Unlike gambling adverts which suggest that you “Gamble Responsibly” in the small print, or the warning on cigarette packets informing you that they can harm your health, we do not have such warnings in food advertising. Occasionally, you may notice the advice that their product can be consumed in small amounts as part of a healthy lifestyle. But unfortunately, that seems to be written on a family sized packet of some calorific item, which you are supposed to eat in smaller portions. And until recently, only the small portion information will be shown on the nutritional label. It is useful to know how many servings the product should yield. However, if you are anything like me, my idea of a portion often differs from that of the manufacturer. I do not take the time to weigh the recommended portion of cheese puffs before eating them.
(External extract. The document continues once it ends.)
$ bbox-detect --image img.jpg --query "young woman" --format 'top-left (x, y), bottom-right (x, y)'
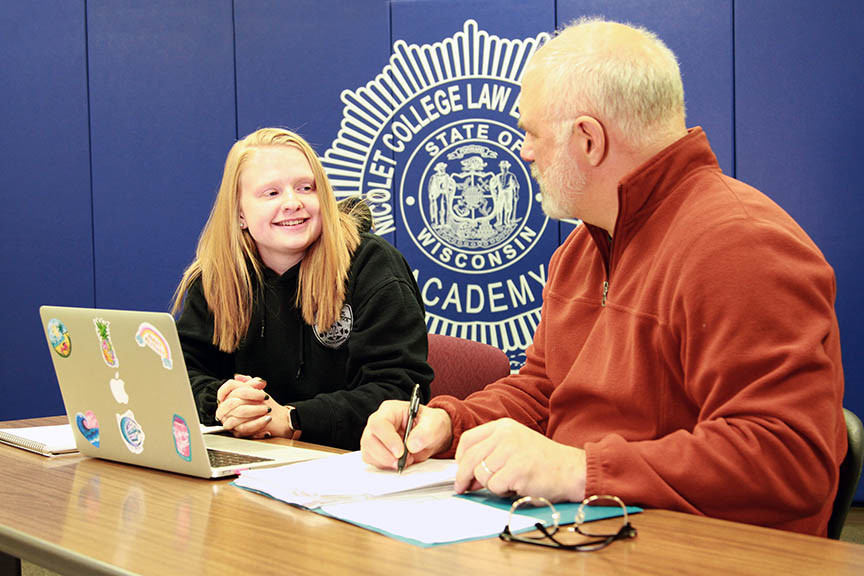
top-left (174, 128), bottom-right (432, 449)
Admittedly, when I’m in weight gaining mode, the kitchen weighing scales are the furthest thing from my mind when I’m in the snack cupboard. Although, the bathroom weighing scales will soon torment me with the inevitable weight gain from my night feast.
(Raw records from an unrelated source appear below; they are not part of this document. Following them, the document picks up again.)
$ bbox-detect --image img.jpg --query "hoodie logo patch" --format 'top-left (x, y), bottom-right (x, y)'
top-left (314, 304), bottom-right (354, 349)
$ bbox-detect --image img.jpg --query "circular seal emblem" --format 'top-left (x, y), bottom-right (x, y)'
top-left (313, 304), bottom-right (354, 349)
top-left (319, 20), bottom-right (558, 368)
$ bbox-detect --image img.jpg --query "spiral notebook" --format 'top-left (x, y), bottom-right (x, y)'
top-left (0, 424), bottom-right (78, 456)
There are now businesses which have collated all your local restaurants together for your eating pleasure. Now we don’t even have to leave our homes to get a restaurant quality meal. It can be order with a few swipes and taps on our mobile devices and delivered to our doors within minutes.
Food and Your Brain
In David Kessler’s book “The End of Overeating”, He explains how companies use food engineering in order to create food products which are so delicious, that they activate the neurotransmitters in your brain which are responsible for the feeling of pleasure. Such as dopamine and serotonin. When we have a surge of serotonin or dopamine, we will seek that same experience over and over again. We can get this effect from many foods, but mainly those which are sugar and/or fat laden. For some, like myself, this becomes a way to cope with stress.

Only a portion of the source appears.